Let me explain the magical box here.

When we talk about these three axes of evaluation, we’re talking about the following evaluations in an objective sense:

Is an occurrence stable? That is to say, will it remain in our lives as a continual positive or negative force?  Or is it unstable, fleeting, and likely to go away soon?  Be HONEST about this.  Is dropping that coffee cup really going to affect you tomorrow? And isn’t that midterm grade just a little bit important? It’s only, like, 50% of your grade.

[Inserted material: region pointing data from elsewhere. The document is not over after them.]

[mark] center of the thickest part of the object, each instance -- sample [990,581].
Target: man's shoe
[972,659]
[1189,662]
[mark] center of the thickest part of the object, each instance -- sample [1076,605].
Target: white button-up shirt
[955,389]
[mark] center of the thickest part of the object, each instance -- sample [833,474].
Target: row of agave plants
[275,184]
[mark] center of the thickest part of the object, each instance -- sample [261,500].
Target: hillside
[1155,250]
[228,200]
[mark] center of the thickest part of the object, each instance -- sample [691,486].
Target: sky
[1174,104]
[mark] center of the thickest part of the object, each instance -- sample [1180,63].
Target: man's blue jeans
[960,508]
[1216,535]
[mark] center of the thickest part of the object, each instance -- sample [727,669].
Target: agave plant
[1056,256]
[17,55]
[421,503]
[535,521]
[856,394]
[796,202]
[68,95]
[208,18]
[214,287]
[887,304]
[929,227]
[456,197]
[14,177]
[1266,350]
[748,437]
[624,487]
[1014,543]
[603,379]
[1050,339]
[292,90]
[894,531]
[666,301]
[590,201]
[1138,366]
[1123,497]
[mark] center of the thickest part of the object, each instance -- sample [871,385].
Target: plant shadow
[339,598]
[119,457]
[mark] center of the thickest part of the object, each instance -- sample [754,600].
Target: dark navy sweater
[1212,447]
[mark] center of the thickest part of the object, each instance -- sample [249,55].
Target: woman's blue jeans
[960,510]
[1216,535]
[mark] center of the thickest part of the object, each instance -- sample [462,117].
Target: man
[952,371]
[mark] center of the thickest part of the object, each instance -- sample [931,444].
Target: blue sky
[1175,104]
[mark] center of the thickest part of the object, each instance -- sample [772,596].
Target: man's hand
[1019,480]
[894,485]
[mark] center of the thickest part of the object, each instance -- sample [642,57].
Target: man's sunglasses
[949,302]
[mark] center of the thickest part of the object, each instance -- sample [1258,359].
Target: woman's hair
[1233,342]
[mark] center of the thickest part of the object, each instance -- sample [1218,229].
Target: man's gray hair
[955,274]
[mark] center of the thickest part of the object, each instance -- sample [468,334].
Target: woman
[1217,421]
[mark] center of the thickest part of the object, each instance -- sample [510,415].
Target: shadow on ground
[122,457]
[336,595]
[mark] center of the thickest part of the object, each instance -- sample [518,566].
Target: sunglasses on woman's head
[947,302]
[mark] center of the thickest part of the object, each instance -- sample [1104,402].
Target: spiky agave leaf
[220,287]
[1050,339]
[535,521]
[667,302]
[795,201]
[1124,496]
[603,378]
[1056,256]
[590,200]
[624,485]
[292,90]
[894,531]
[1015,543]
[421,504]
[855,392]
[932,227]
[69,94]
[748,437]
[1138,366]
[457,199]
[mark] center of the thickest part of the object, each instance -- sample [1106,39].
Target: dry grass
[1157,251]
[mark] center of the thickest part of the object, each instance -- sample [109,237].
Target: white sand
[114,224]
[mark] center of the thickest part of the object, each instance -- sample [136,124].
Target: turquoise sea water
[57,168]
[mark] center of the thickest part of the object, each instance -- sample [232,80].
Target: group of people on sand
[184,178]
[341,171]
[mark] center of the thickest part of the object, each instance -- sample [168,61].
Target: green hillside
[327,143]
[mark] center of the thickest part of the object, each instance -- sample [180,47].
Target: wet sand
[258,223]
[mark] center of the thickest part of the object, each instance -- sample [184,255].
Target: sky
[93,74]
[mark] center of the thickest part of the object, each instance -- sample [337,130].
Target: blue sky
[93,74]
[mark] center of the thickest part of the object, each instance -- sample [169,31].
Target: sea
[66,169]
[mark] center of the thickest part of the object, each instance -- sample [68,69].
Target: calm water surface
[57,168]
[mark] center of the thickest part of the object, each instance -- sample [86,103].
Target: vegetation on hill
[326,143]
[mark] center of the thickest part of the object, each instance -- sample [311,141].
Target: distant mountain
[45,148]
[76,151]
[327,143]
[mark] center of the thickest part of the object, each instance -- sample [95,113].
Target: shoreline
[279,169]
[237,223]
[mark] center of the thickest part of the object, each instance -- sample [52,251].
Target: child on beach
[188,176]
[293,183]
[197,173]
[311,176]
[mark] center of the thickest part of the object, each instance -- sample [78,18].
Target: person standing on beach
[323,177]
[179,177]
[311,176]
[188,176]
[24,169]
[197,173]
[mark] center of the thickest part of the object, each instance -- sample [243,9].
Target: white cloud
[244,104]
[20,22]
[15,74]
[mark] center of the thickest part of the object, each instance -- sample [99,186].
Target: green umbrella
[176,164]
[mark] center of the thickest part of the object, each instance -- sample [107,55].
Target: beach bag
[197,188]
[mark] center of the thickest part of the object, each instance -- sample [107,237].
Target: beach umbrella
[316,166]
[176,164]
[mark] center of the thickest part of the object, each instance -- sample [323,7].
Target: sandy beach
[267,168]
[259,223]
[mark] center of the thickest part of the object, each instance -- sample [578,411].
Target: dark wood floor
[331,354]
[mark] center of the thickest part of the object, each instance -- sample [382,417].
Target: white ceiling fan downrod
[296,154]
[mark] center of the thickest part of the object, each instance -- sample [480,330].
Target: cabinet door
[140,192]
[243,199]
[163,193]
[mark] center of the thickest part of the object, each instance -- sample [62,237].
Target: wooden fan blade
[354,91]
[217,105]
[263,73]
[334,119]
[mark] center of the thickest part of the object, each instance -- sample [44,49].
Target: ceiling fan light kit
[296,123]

Is the thing global? Does it affect all of your life? Or is it specific—e.g. is it something that only affects you at work, in class, crossing the street?  Is a parking ticket going to affect your love life? Is winning the lottery unlikely to change your daily routine?

And finally, is this occurrence due to internal causes? Is there a causal link between yourself as an individual entity and this event? Or is it external, brought about by outer forces beyond your control?  Did a train hit you because you’re a terrible person?  Did that human rights activist punch you repeatedly by accident?

This comes into play when we talk about people with depression, but it applies in general to mental health and positive cognition.

People who we would ordinarily deem “optimistic” tend to classify positive events as INTERNAL, STABLE, and GLOBAL.   Good things come to them because they are good people, good things tend to last, and good things tend to brighten all of your life.

People who we would ordinarily deem “optimistic” tend to classify negative events as EXTERNAL, UNSTABLE, and SPECIFIC.  Bad luck affects us all, but it doesn’t last, and it doesn’t affect every part of our lives.

To contrast, a more “pessimistic” cognition would be to view positive events as EXTERNAL, UNSTABLE, and SPECIFIC.  To look at any good thing as not due to your own agency but as the product of pure chance, a flicker unlikely to lighten the load of your day-to-day.

And of course, the other half of this view is looking at negative events as INTERNAL, STABLE, and GLOBAL—bad things happen to you just because bad things happen to you, specifically, and they are unlikely to stop happening, because that’s how your entire life works.

So on an OVERALL AVERAGE GENERAL BASIS, if you want to be OPTIMISTIC, that’s how it’s done, according to psychology.  All you have to do is CHANGE THE WAY YOU PERCIEVE THE FUNDAMENTAL NATURE OF CAUSALITY.

It’s actually easier than it sounds.  Having this little axis helped me personally ride an optimism train into the stratosphere, because it’s nice to have a reminder once in a while that THINGS DO NOT SUCK.

Which, you know, things kinda don’t.  Life doesn’t throw things at us we can’t handle, though it might throw things we don’t want to handle.

OF COURSE, now I’m going to tell you that you can take the OPTIMISM THING TOO FAR.  Bad things are not ALWAYS due to external events.  Good things don’t only come to good people, they can come to bad people too.  SOMETIMES YOU’RE JUST AN ASSHOLE, is what I’m trying to say.

HOWEVER, if your problem is LOW SELF ESTEEM, this axis can be at least little bit helpful.  An Allen wrench in your mental tool box.  A stapler in your cognitive office.  You get the idea.  If your problem in life is NOT LOW SELF ESTEEM, then YOU MAY WANT TO RECONSIDER THE POSSIBILITY OF PERSONAL AGENCY NOW AND AGAIN.  Because everyone has a moment (usually about once per week) where they’re pretty much JUST AN ASSHOLE.  It’s part of life on earth.




But the purpose of writing is to get other people to think.


And remember.

It’s all about how you look at it.

Change your perspective, and you could just change your life.